I am building a small device with its own CPU (AVR Mega8) that is supposed to connect to a PC. Assuming that the physical connection and passing of bytes has been accomplished,
There's a lot to be said for client-server architecture and synchronous protocols. Simplicity and robustness, to start. If speed isn't an issue, you might consider a compact, human-readable protocol to help with debugging.
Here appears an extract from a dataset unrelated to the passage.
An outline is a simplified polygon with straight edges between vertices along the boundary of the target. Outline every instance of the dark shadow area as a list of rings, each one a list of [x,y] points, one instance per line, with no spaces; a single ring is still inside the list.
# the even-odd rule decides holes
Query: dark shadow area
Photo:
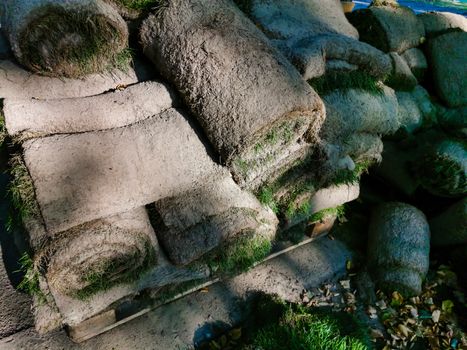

I'm thinking along the lines of modem AT commands: a "wakeup" sequence followed by a set/get command, followed by a terminator.
Host --> [V02?] // Request voltage #2
AVR --> [V02=2.34] // Reply with voltage #2
Host --> [V06=3.12] // Set voltage #6
AVR --> [V06=3.15] // Reply with voltage #6
Each side might time out if it doesn't see the closing bracket, and they'd re-synchronize on the next open bracket, which cannot appear within the message itself.
Depending on speed and reliability requirements, you might encode the commands into one or two bytes and add a checksum.
It's always a good idea to reply with the actual voltage, rather than simply echoing the command, as it saves a subsequent read operation.
Also helpful to define error messages, in case you need to debug.
My vote is for the human readable.
But if you go binary, try to put a header byte at the beginning to mark the beginning of a packet. I've always had bad luck with serial protocols getting out of sync. The header byte allows the embedded system to re-sync with the PC. Also, add a checksum at the end.